# C&C Generals uninstall help



## JoshPC (Apr 28, 2007)

I have uninstalled Command & Conquer Generals to make room for new games but it still says in add/remove programs that it is still there. I can't find it anywhere but it says it is still there and taking up memory. Any ideas? 
Also when I try to remove in add/remove programs it comes up with the message 
"setup is preparing the Installshield wizard, which will guide you through the rest of the maintenance process"
but it only gets half way through preparing it then just vanishes...


----------



## Elvandil (Aug 1, 2003)

Can you find it in Program Files? Try reinstalling it to repair the uninstaller.


----------



## JoshPC (Apr 28, 2007)

I checked in program files, nothing there or anywhere else that I could see even after search


----------



## Elvandil (Aug 1, 2003)

Then it may be gone. You can remove it from Add/Remove by running regedit and deleting it from:

HKEY_CURRENT_USER\Software\Microsoft\Windows\CurrentVersion\Uninstall


----------



## JoshPC (Apr 28, 2007)

how can i tell which is generals?


----------



## Elvandil (Aug 1, 2003)

It should be a name that is the game or company's name. But if unsure, better leave it.
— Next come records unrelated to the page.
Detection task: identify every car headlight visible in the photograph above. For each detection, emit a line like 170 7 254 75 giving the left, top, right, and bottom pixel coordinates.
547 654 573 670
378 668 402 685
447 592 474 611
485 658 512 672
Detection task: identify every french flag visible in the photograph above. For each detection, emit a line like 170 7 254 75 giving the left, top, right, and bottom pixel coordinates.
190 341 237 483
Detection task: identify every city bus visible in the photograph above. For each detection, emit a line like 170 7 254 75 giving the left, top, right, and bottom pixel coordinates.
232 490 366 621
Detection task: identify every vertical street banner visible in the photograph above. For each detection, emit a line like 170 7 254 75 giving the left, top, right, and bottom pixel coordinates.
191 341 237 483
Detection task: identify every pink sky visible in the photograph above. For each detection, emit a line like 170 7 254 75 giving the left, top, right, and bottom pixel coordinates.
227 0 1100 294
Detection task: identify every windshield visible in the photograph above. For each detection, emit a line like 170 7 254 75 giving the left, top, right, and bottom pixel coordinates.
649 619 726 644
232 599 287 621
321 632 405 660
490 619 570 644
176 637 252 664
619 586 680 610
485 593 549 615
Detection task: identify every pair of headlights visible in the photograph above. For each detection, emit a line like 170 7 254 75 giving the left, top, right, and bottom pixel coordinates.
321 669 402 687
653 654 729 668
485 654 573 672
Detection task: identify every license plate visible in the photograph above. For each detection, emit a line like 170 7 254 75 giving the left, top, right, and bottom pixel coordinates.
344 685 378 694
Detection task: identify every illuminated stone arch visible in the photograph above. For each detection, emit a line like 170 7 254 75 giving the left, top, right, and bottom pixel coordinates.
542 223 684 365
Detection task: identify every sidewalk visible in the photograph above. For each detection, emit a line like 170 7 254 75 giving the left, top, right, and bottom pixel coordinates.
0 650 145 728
Instead, install Regcleaner 4.3.0.780. Look in the uninstall section and you can remove it that way using the same name the game has in Add/Remove.


----------



## JoshPC (Apr 28, 2007)

i did that and it still has it in the add/remove programs but it doesnt say that it is taking up memory but now it has the same symbol as tiberium wars


----------



## Elvandil (Aug 1, 2003)

Then it still must be listed there somewhere.

Try MyUninstaller. Find the entry, right-click and delete.


----------



## JoshPC (Apr 28, 2007)

nope nothing there


----------



## Elvandil (Aug 1, 2003)

If you have more than one game by the same company, is there some sort of "integrator", or program that manages all those games and packages them together?


----------



## JoshPC (Apr 28, 2007)

im not sure how can i find out if there is and intergrator
there could be because i have C&C 3 tiberium wars as well


----------



## JoshPC (Apr 28, 2007)

Bump!


----------



## JoshPC (Apr 28, 2007)

Elvandil r u still there? still wanna help me?


----------